Pour vérifier si les changements observés étaient directement dus à l'augmentation de la testostérone ou indirectement à une diminution des œstrogènes, l'équipe a analysé le sang de 11 donneuses. Les échantillons ont été traités avec des bloqueurs de récepteurs pour montrer que l'effet était directement dû à la signalisation de la testostérone, plutôt qu'à la perte de la signalisation de l'œstradiol.
Selon les chercheurs, ces résultats sont importants pour comprendre les conséquences immunologiques directes de l'hormonothérapie chez les personnes transgenres. Ils ajoutent que les changements dans les éléments régulateurs immunitaires observés avec l'hormonothérapie peuvent également expliquer pourquoi les hommes et les femmes réagissent différemment aux infections, et pourquoi les hommes sont plus susceptibles de subir des « tempêtes de cytokines » et un risque de mortalité accru par rapport aux femmes atteintes de la COVID-19 et d'autres infections graves.
Comprendre les différences entre les sexes
Professeur Brodin est Les travaux se poursuivent actuellement au Laboratoire de recherche médicale du Medical Research Council (MRC LMS), hébergé sur le campus Hammersmith de l'Imperial College. D'autres études consisteront à analyser des échantillons de sang pour déterminer quels éléments et voies du système immunitaire pourraient être ciblés par des thérapies.

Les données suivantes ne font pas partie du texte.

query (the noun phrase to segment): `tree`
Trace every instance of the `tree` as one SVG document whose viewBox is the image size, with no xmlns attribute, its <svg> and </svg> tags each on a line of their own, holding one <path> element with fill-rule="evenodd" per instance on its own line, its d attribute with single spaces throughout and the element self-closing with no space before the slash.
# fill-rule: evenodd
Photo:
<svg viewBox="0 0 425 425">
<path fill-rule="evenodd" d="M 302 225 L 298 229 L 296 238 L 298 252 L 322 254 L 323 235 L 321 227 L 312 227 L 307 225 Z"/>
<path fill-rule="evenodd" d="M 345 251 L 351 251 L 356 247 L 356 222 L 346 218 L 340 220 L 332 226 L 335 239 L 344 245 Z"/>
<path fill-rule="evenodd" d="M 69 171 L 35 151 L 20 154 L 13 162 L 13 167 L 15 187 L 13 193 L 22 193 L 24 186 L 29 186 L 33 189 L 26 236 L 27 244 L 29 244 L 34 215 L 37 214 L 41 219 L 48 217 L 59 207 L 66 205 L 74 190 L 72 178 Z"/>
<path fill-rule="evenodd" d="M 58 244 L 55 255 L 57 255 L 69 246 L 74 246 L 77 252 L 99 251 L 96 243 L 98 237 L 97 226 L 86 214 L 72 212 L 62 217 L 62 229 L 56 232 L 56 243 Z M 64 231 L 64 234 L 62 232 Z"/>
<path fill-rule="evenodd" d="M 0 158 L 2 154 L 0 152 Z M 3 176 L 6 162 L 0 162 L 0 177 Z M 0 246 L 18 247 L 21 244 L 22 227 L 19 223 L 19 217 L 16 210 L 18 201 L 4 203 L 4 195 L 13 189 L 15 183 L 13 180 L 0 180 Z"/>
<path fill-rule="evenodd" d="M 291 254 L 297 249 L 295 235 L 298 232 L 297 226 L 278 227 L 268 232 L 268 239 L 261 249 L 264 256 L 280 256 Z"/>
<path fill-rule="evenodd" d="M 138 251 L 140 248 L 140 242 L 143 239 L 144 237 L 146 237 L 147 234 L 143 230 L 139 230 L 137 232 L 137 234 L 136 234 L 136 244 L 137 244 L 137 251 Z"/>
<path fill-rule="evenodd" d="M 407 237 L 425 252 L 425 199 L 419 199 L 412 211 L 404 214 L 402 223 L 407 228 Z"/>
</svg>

Le professeur Brodin a ajouté : «Nous sommes extrêmement reconnaissants envers les personnes qui ont contribué à cette étude. Les personnes transgenres constituent un groupe extrêmement sous-représenté et mal desservi en médecine. En plus des précieuses informations immunologiques que nous avons découvertes ici, la participation de ce petit groupe de personnes nous permettra d'acquérir des connaissances plus approfondies qui pourraient contribuer à la santé à long terme des personnes transgenres du monde entier. »
La recherche a été financée par la Fondation Knut et Alice Wallenberg, la Société suédoise pour la recherche médicale, le Conseil suédois de la recherche, le Karolinska Institutet et le Conseil européen de la recherche (ERC).